Partyiers in Sydney spend a few more minutes than usual in line at Home nightclub in order to get their pictures taken and fingerprints and IDs scanned into a bio-metric system being tested at club. While Home nightclub is the only one to use the fingerprinting technology, other clubs are using a variety of 13 ID-scanning technologies for the stated purpose of increasing safety for their patrons. ID-tect, the software company which provides the software states that if the patron is not a "ban list", their information is deleted within 28 days, otherwise it may be stored indefinitely.

In Mayo Clinic v CSL Limited, the renowned Mayo clinic has made allegations of conspiracy against  CSL, Australia's largest health care company of forming a conspiracy between its wholly-owned blood-plasma subsidiary CSL Behring and Baxter International, the health care industry's peak medical products company.

The largest trade union in Britain has revealed that it has a piggy bank of £700,000 which it plans to use to aid its British Airways members who are facing up to £900 pay cuts for participating in the recent cabin crew walkout.

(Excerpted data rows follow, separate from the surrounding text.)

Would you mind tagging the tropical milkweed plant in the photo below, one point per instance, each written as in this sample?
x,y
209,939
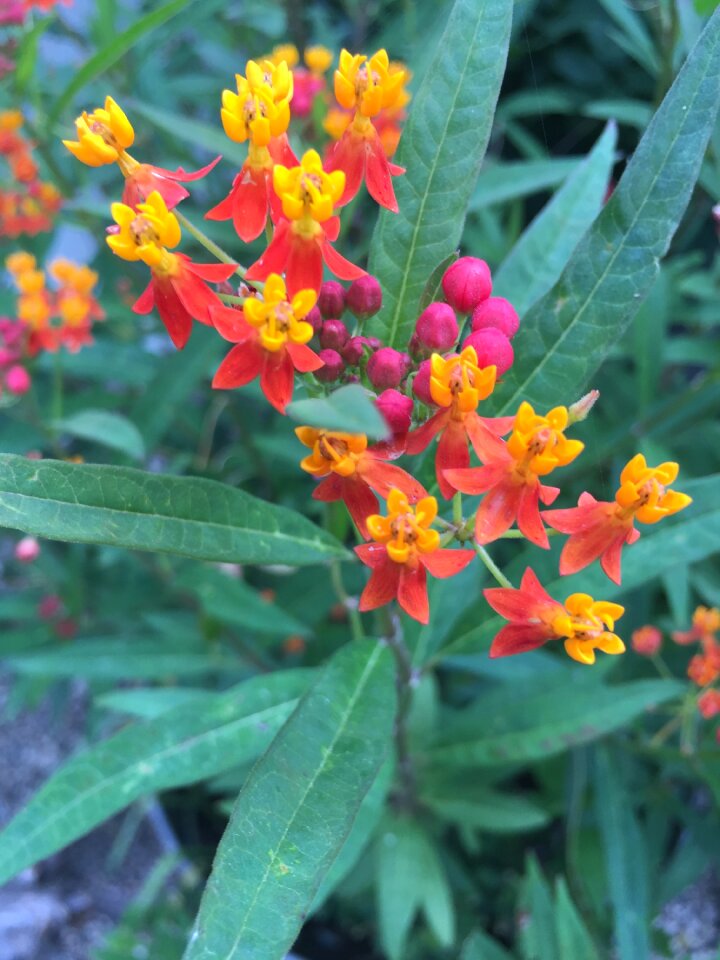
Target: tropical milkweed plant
x,y
380,599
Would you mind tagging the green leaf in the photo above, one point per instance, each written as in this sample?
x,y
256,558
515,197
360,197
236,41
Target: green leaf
x,y
442,147
543,721
123,507
541,253
296,810
113,51
108,429
350,409
180,747
568,333
625,860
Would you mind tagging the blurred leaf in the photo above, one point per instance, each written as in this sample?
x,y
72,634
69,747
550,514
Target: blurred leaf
x,y
297,809
625,859
568,333
541,253
182,746
128,508
350,409
108,429
442,146
109,55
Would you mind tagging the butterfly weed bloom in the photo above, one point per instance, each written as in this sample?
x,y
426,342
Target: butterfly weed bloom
x,y
585,625
510,478
103,137
177,289
350,470
404,550
365,87
270,337
259,114
458,385
303,235
600,529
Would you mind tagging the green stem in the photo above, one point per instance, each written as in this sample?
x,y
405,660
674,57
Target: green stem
x,y
491,565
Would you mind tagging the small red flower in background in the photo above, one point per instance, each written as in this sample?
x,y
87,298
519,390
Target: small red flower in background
x,y
601,529
510,478
351,471
404,551
177,288
458,385
270,336
304,234
585,624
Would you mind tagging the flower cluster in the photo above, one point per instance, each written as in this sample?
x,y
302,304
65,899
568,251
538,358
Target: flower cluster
x,y
28,204
52,318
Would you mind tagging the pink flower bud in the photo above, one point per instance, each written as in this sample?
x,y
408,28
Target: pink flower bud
x,y
334,366
437,327
496,312
27,550
387,368
333,335
492,348
17,380
466,283
331,299
364,297
421,384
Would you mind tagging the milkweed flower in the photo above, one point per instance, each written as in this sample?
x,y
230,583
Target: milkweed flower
x,y
457,386
366,86
304,233
350,471
270,337
601,529
510,478
586,625
177,289
103,137
259,114
404,550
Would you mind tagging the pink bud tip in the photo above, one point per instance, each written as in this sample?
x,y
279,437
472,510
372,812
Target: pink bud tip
x,y
333,366
331,299
387,368
364,297
492,348
496,312
437,327
466,283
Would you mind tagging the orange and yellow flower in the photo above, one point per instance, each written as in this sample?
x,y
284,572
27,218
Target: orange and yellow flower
x,y
177,288
600,529
586,625
404,550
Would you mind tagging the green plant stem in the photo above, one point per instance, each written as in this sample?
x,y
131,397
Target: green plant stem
x,y
491,565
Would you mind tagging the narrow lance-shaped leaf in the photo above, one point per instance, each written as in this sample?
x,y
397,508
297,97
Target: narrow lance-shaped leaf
x,y
182,746
123,507
296,810
442,148
568,333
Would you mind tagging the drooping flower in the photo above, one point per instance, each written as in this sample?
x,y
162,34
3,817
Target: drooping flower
x,y
510,478
585,624
259,114
270,337
304,233
178,287
103,137
404,550
601,529
457,386
351,471
366,86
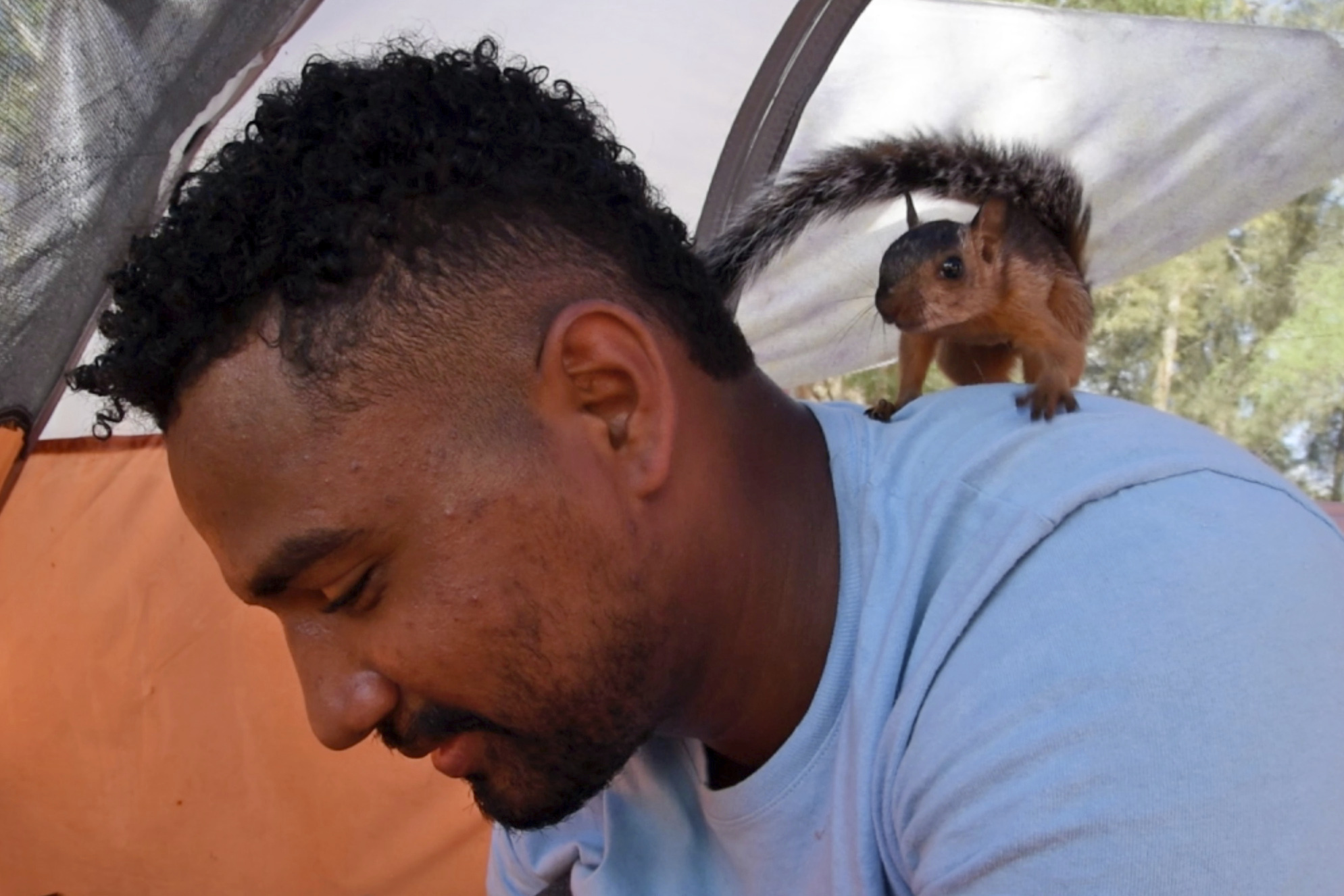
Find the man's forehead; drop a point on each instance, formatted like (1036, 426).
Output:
(244, 391)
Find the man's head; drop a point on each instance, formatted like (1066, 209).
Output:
(413, 340)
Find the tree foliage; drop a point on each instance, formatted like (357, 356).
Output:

Last week's EU summit saw Greece receiving a sustained brush off from Germany, which for the past two years has consistently vetoed proposals for bank bailouts. Germany has a well-known post-war policy of placing European unity before national interests which has been upheld by all post-war chancellors up to this point which is why Chancellor Merkel's ardent stance on the Greek bailout has caught some off guard.

Brazil's is the country of the month, with President Luiz Inacio Lula da Silva pledging mid last week to maintain a steady stream of economic stability and later showing a bit of prowess after receiving authorization from the WTO to enforce cross-retaliation measures against the US cotton policy which was found to be illegal in 2008. Brazil has already applied surcharges to many of US products and will be announcing more on US IPR. GM also announced that it will invest $780 million in two Brazilian plants towards adding two new models to the country's lineup. Furthermore, the WSJ sang  Brazil's praises and speculated on a promising future for the biggest economy in Latin America and the 10th biggest in the world. Da Silva also found his popularity rate at its highest since taking office as he finishes his last term.

A Guardian article raises the question, 'when is the last time Haiti was run by its own government, and not NGOs?'. Clinton, the US special envoy to Haiti publicly questioned this week whether US aid was actually materializing into self-reliance in Haiti despite his role in the historic sandbagging of Haiti by the US.

For a president who did not finish paying off his college loans until taking office due to the increasing costs higher education, one would expect Obama to place higher education initiatives high on his priorities, which he did, for a short while.In the summer of 2009 Obama unveiled a plan to propel 5 million university graduates by 2020, however the education bill that was pork-barreled with the recently passed health care bill catered meagerly to higher education and in almost no way to community colleges, which typically receive no attention from the federal government.